In the earliest memory, Block was standing at par-3 No. 15-2 over, trying to keep it together after some early frustration. He saw McIlroy’s tee shot and tried to assess things from that. He hit the shot, and as he descended and crashed into the cup, there was a ruckus like no other.
“And all of a sudden, it disappears, whatever,” Block said. “I’m like, ‘Cool.’ I’m like, ‘Thanks, guys.’ Rory comes down the trail 20 yards from me and turns around and starts walking towards me with his arms open to give me a hug. And he goes, ‘You did it.’ I go, ‘What?’ I’m like, ‘Seriously?’ He’s like, ‘Yeah, you did.’ He must have told me five times that I had succeeded.
He even destroyed the hole himself. “I blew the hole,” he said. “Rory was like, ‘We have to cross-check this thing.’ I got up there, and half the hole – the bottom hole was blown out. So, yeah, pretty cool. Nice experience. I still feel like I’m on cloud nine right now.
“I mean,” McIlroy said, “it was an incredible golf shot.” He called it a “nice little draw in the left wind, and you know, the ball goes straight into the hole.” He said that “in terms of the atmosphere and, yes, the whole kind of atmosphere of the day, yes, it is definitely one of the best (in the 57 major championships) that I have played in.”
By the time the pair reached No. 18 and Block had saved the par 120 yards on No. 17, Block headed for a lie left of the green. Some people knew — but Block didn’t — that a top-down par would put him 15th and automatically qualify him for the 2024 PGA Championship. Everyone, including Block, knew it looked like lightweight form. from hell.
Then he dispatched a nice pitch that dropped to the left fringe of the green, faded to seven feet and set up.
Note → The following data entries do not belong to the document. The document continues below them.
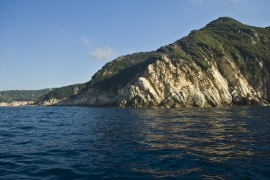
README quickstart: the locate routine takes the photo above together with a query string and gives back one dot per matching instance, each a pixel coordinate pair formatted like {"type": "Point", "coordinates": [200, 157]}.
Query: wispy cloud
{"type": "Point", "coordinates": [102, 53]}
{"type": "Point", "coordinates": [87, 43]}
{"type": "Point", "coordinates": [201, 1]}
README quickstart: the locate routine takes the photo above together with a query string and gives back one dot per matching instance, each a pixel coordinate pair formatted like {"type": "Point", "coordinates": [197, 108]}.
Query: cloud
{"type": "Point", "coordinates": [201, 1]}
{"type": "Point", "coordinates": [86, 42]}
{"type": "Point", "coordinates": [100, 53]}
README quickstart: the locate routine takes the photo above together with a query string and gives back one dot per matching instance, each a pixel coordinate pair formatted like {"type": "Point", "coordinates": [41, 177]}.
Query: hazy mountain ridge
{"type": "Point", "coordinates": [22, 95]}
{"type": "Point", "coordinates": [225, 63]}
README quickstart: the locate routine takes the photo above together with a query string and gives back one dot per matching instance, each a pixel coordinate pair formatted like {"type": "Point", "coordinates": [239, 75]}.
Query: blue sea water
{"type": "Point", "coordinates": [112, 143]}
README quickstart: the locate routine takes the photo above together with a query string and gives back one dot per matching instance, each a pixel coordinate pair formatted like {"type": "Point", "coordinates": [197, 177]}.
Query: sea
{"type": "Point", "coordinates": [112, 143]}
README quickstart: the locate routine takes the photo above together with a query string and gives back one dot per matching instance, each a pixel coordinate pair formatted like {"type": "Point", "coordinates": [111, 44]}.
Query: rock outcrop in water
{"type": "Point", "coordinates": [225, 63]}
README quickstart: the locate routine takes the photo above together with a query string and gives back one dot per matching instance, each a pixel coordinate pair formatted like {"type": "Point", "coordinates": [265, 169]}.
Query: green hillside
{"type": "Point", "coordinates": [248, 46]}
{"type": "Point", "coordinates": [22, 95]}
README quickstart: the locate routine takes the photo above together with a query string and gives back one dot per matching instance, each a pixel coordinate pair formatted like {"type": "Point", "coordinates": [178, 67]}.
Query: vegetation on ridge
{"type": "Point", "coordinates": [22, 95]}
{"type": "Point", "coordinates": [248, 47]}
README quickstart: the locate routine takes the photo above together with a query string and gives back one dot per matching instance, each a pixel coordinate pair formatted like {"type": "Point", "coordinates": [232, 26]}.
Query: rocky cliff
{"type": "Point", "coordinates": [225, 63]}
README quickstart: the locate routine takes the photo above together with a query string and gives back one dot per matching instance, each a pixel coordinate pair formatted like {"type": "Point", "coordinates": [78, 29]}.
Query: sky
{"type": "Point", "coordinates": [55, 43]}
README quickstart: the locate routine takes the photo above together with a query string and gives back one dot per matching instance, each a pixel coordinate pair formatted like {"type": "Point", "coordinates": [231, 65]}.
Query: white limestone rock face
{"type": "Point", "coordinates": [170, 84]}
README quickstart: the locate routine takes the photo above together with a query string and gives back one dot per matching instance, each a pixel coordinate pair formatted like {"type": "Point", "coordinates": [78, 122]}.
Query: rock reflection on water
{"type": "Point", "coordinates": [210, 135]}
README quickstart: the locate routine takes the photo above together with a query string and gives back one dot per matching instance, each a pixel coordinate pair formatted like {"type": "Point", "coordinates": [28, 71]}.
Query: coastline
{"type": "Point", "coordinates": [17, 103]}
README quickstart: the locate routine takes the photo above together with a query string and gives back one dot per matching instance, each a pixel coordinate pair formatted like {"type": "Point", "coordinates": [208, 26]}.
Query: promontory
{"type": "Point", "coordinates": [226, 63]}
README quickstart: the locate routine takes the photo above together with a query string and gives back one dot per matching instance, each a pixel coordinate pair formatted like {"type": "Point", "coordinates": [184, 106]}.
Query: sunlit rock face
{"type": "Point", "coordinates": [225, 63]}
{"type": "Point", "coordinates": [164, 84]}
{"type": "Point", "coordinates": [170, 85]}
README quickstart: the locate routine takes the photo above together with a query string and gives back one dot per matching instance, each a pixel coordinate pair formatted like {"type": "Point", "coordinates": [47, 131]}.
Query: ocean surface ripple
{"type": "Point", "coordinates": [97, 143]}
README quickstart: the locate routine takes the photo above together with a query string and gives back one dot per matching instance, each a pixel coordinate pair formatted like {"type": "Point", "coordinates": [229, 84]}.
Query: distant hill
{"type": "Point", "coordinates": [22, 95]}
{"type": "Point", "coordinates": [225, 63]}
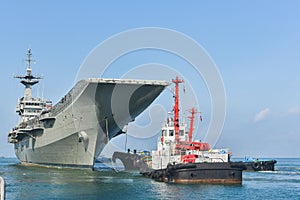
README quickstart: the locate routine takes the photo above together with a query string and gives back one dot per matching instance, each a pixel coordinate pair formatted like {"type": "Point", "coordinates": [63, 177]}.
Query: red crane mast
{"type": "Point", "coordinates": [176, 107]}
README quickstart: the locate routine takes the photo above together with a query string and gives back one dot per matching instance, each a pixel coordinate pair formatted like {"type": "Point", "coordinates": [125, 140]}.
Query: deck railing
{"type": "Point", "coordinates": [2, 189]}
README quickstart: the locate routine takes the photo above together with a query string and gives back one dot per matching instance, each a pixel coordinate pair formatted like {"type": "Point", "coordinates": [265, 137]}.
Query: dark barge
{"type": "Point", "coordinates": [256, 165]}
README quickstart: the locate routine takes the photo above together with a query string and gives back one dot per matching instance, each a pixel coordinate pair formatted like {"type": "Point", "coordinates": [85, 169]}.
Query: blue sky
{"type": "Point", "coordinates": [255, 45]}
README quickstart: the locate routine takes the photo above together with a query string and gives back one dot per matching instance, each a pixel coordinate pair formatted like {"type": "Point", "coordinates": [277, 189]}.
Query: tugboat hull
{"type": "Point", "coordinates": [212, 173]}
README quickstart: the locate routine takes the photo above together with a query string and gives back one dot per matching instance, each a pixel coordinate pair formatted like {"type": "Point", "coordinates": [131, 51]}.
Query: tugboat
{"type": "Point", "coordinates": [179, 159]}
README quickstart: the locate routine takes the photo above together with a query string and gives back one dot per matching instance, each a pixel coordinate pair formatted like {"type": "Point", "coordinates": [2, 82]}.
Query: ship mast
{"type": "Point", "coordinates": [176, 107]}
{"type": "Point", "coordinates": [193, 111]}
{"type": "Point", "coordinates": [28, 80]}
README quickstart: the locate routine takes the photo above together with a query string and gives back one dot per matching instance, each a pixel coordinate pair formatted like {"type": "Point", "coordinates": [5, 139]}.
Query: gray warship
{"type": "Point", "coordinates": [73, 132]}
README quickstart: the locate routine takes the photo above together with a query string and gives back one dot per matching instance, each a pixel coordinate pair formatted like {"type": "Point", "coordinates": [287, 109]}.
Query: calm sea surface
{"type": "Point", "coordinates": [43, 183]}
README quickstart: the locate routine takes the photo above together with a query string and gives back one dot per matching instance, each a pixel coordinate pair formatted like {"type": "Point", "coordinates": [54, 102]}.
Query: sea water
{"type": "Point", "coordinates": [104, 183]}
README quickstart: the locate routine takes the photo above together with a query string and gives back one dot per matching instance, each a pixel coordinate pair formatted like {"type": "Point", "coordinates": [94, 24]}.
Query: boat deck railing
{"type": "Point", "coordinates": [2, 189]}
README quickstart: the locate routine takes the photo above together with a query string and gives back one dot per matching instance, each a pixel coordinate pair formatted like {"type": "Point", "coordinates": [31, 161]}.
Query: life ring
{"type": "Point", "coordinates": [256, 165]}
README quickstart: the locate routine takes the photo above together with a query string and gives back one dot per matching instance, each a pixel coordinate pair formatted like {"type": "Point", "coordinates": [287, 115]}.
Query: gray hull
{"type": "Point", "coordinates": [76, 130]}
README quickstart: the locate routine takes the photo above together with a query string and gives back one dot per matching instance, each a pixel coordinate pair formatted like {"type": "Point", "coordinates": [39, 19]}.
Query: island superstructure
{"type": "Point", "coordinates": [73, 132]}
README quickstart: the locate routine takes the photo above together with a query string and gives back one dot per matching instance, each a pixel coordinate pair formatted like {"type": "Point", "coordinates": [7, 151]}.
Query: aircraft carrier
{"type": "Point", "coordinates": [73, 132]}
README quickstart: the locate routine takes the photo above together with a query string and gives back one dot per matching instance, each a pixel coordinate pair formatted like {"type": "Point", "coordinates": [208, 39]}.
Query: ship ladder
{"type": "Point", "coordinates": [2, 189]}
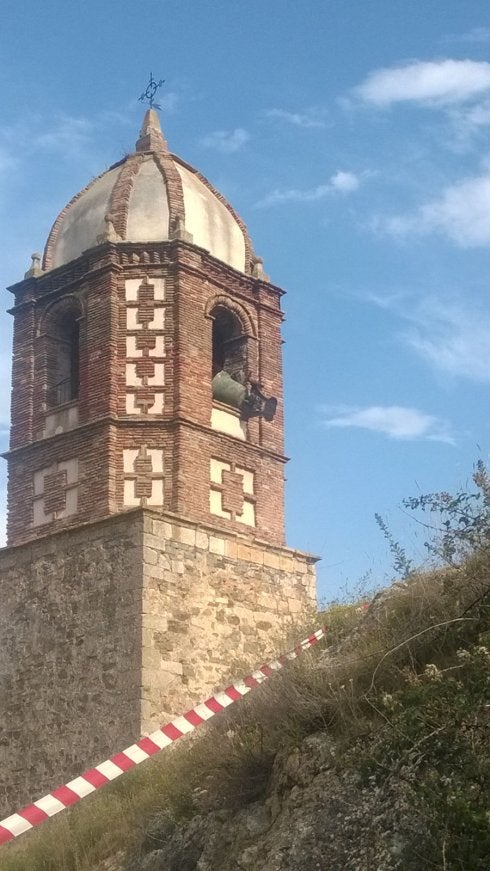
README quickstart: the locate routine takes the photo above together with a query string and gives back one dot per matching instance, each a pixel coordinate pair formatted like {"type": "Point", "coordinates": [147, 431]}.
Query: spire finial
{"type": "Point", "coordinates": [148, 96]}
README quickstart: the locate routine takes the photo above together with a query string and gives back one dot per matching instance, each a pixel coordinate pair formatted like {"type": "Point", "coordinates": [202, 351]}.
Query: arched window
{"type": "Point", "coordinates": [229, 344]}
{"type": "Point", "coordinates": [63, 351]}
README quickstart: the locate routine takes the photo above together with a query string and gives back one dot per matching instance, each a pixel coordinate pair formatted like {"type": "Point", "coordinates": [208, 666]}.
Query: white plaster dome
{"type": "Point", "coordinates": [149, 196]}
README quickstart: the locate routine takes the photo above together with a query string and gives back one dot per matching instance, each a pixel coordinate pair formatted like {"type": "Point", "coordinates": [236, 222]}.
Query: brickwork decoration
{"type": "Point", "coordinates": [231, 493]}
{"type": "Point", "coordinates": [143, 477]}
{"type": "Point", "coordinates": [55, 492]}
{"type": "Point", "coordinates": [145, 346]}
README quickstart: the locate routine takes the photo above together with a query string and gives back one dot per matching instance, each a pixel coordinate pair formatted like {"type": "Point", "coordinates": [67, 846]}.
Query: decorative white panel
{"type": "Point", "coordinates": [55, 492]}
{"type": "Point", "coordinates": [143, 476]}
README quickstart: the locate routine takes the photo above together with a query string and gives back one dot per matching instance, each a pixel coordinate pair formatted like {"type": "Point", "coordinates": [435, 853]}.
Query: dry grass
{"type": "Point", "coordinates": [332, 687]}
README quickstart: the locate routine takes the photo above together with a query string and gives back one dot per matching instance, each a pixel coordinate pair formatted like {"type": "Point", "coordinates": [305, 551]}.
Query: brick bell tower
{"type": "Point", "coordinates": [144, 349]}
{"type": "Point", "coordinates": [146, 554]}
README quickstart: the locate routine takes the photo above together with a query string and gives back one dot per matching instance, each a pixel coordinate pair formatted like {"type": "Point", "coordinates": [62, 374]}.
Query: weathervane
{"type": "Point", "coordinates": [148, 96]}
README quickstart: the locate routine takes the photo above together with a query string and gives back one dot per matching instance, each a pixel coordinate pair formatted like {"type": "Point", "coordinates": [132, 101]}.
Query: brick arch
{"type": "Point", "coordinates": [220, 300]}
{"type": "Point", "coordinates": [58, 309]}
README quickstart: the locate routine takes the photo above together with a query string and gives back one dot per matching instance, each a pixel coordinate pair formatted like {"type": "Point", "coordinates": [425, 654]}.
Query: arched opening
{"type": "Point", "coordinates": [229, 344]}
{"type": "Point", "coordinates": [63, 355]}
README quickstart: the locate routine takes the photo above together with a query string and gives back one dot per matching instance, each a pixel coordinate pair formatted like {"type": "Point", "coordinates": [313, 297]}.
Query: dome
{"type": "Point", "coordinates": [149, 196]}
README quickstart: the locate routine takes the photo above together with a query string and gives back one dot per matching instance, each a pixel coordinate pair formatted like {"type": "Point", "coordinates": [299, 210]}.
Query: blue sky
{"type": "Point", "coordinates": [353, 138]}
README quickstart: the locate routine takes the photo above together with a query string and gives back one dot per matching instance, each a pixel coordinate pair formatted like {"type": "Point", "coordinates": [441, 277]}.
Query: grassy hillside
{"type": "Point", "coordinates": [369, 752]}
{"type": "Point", "coordinates": [401, 689]}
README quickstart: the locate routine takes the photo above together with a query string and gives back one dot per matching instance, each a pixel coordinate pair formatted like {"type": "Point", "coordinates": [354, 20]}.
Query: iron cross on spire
{"type": "Point", "coordinates": [148, 96]}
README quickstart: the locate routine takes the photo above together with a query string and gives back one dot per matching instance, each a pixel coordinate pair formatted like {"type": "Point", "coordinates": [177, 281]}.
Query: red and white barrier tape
{"type": "Point", "coordinates": [94, 778]}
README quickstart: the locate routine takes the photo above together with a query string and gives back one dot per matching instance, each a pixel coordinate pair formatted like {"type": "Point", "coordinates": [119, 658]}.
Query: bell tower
{"type": "Point", "coordinates": [147, 359]}
{"type": "Point", "coordinates": [146, 549]}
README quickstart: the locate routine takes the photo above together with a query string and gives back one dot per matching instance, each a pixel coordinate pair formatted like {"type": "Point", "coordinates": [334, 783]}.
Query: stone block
{"type": "Point", "coordinates": [216, 545]}
{"type": "Point", "coordinates": [186, 535]}
{"type": "Point", "coordinates": [202, 540]}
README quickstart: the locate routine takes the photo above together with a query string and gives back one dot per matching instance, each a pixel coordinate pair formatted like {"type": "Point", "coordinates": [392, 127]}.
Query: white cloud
{"type": "Point", "coordinates": [340, 182]}
{"type": "Point", "coordinates": [308, 119]}
{"type": "Point", "coordinates": [452, 339]}
{"type": "Point", "coordinates": [68, 136]}
{"type": "Point", "coordinates": [394, 421]}
{"type": "Point", "coordinates": [226, 141]}
{"type": "Point", "coordinates": [475, 35]}
{"type": "Point", "coordinates": [442, 83]}
{"type": "Point", "coordinates": [462, 213]}
{"type": "Point", "coordinates": [344, 181]}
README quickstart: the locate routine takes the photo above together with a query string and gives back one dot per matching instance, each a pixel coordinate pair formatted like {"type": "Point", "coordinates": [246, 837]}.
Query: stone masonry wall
{"type": "Point", "coordinates": [70, 654]}
{"type": "Point", "coordinates": [214, 603]}
{"type": "Point", "coordinates": [109, 629]}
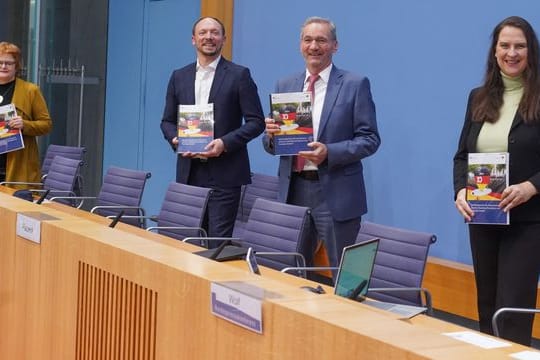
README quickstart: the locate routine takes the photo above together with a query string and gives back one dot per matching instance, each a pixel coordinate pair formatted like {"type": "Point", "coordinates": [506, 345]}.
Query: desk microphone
{"type": "Point", "coordinates": [43, 196]}
{"type": "Point", "coordinates": [116, 219]}
{"type": "Point", "coordinates": [219, 249]}
{"type": "Point", "coordinates": [357, 290]}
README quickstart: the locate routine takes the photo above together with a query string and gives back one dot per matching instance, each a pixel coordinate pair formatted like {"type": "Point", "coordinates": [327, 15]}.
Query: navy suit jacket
{"type": "Point", "coordinates": [235, 97]}
{"type": "Point", "coordinates": [348, 128]}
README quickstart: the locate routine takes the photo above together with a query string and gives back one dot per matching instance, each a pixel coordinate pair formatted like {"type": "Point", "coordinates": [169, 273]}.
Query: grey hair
{"type": "Point", "coordinates": [320, 20]}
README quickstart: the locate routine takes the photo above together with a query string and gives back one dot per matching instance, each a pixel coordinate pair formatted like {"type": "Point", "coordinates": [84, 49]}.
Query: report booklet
{"type": "Point", "coordinates": [292, 112]}
{"type": "Point", "coordinates": [10, 139]}
{"type": "Point", "coordinates": [486, 180]}
{"type": "Point", "coordinates": [195, 127]}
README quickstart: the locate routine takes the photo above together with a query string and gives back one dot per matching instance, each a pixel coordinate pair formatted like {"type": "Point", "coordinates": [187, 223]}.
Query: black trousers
{"type": "Point", "coordinates": [506, 262]}
{"type": "Point", "coordinates": [222, 204]}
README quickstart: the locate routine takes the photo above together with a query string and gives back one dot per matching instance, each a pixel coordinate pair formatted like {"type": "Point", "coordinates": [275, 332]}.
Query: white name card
{"type": "Point", "coordinates": [29, 228]}
{"type": "Point", "coordinates": [29, 225]}
{"type": "Point", "coordinates": [236, 307]}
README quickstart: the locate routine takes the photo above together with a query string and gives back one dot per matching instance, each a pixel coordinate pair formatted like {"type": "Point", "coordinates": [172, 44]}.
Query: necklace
{"type": "Point", "coordinates": [5, 92]}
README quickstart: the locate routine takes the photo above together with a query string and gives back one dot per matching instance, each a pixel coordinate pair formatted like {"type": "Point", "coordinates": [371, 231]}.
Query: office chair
{"type": "Point", "coordinates": [182, 211]}
{"type": "Point", "coordinates": [122, 189]}
{"type": "Point", "coordinates": [277, 232]}
{"type": "Point", "coordinates": [61, 179]}
{"type": "Point", "coordinates": [262, 186]}
{"type": "Point", "coordinates": [399, 265]}
{"type": "Point", "coordinates": [71, 152]}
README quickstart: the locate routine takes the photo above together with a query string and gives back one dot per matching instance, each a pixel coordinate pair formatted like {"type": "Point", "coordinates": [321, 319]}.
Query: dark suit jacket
{"type": "Point", "coordinates": [234, 95]}
{"type": "Point", "coordinates": [524, 149]}
{"type": "Point", "coordinates": [348, 128]}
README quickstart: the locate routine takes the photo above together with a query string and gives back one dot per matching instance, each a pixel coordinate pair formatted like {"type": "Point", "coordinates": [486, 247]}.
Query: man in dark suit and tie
{"type": "Point", "coordinates": [329, 178]}
{"type": "Point", "coordinates": [238, 118]}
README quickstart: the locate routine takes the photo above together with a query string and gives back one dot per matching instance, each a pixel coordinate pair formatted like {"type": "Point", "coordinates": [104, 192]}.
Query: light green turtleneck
{"type": "Point", "coordinates": [493, 137]}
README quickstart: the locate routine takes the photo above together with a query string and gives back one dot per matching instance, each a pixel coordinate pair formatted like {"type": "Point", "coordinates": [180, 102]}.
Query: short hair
{"type": "Point", "coordinates": [320, 20]}
{"type": "Point", "coordinates": [13, 50]}
{"type": "Point", "coordinates": [208, 17]}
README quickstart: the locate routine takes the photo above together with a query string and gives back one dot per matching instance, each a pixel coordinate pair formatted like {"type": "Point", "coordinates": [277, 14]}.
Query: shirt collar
{"type": "Point", "coordinates": [212, 66]}
{"type": "Point", "coordinates": [324, 75]}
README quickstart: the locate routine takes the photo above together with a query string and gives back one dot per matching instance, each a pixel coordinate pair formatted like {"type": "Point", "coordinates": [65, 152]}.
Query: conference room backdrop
{"type": "Point", "coordinates": [422, 58]}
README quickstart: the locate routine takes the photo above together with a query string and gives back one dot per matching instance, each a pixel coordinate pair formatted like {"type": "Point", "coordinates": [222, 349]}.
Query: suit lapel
{"type": "Point", "coordinates": [332, 91]}
{"type": "Point", "coordinates": [219, 76]}
{"type": "Point", "coordinates": [190, 86]}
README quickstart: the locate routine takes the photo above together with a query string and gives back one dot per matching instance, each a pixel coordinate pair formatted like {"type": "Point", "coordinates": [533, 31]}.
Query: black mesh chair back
{"type": "Point", "coordinates": [70, 152]}
{"type": "Point", "coordinates": [275, 227]}
{"type": "Point", "coordinates": [62, 178]}
{"type": "Point", "coordinates": [262, 186]}
{"type": "Point", "coordinates": [122, 189]}
{"type": "Point", "coordinates": [182, 211]}
{"type": "Point", "coordinates": [400, 262]}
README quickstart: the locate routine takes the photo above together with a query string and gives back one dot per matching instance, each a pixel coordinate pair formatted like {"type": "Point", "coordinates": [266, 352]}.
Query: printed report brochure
{"type": "Point", "coordinates": [10, 139]}
{"type": "Point", "coordinates": [292, 112]}
{"type": "Point", "coordinates": [195, 127]}
{"type": "Point", "coordinates": [486, 180]}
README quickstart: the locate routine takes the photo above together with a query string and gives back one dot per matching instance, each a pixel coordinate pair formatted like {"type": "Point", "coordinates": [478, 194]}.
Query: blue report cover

If the crowd went half crazy, it got crazier next, when his par putt broke slightly from side to side, came to a brief halt on the doorstep, then continued on.
The noise exploded and remained booming. McIlroy gave Block a long hug. Block left for a powerful hug from Val, his wife. He applauded the fans standing nearby. He turned around to go dancing with children. Then he cried on CBS and later said, “I didn’t cry when I had my kids. I cried, for some reason. If you like golf, you know, I cry about golf, to be honest. . . . If it makes sense, the only thing in the world that makes me cry is golf.
Life was about to change. After winning $288,333 (beating his previous record of $75,000 at a 2014 pro club event in Myrtle Beach), he was heading to a Rochester pub on Sunday night where “not a single person knew me.” the previous Sunday evening. That would change, perhaps with another roar, as would the plans for next week.
“I just got a call from Colonial,” he said of the revered Fort Worth tournament, “and I’m next week as the last exempt sponsor, which is really even more mind-blowing now. So I’m readjusting flights to get to Dallas and Fort Worth, so I can’t wait to be there, to say the least.
“No,” he said. “This week has been absolutely a dream.”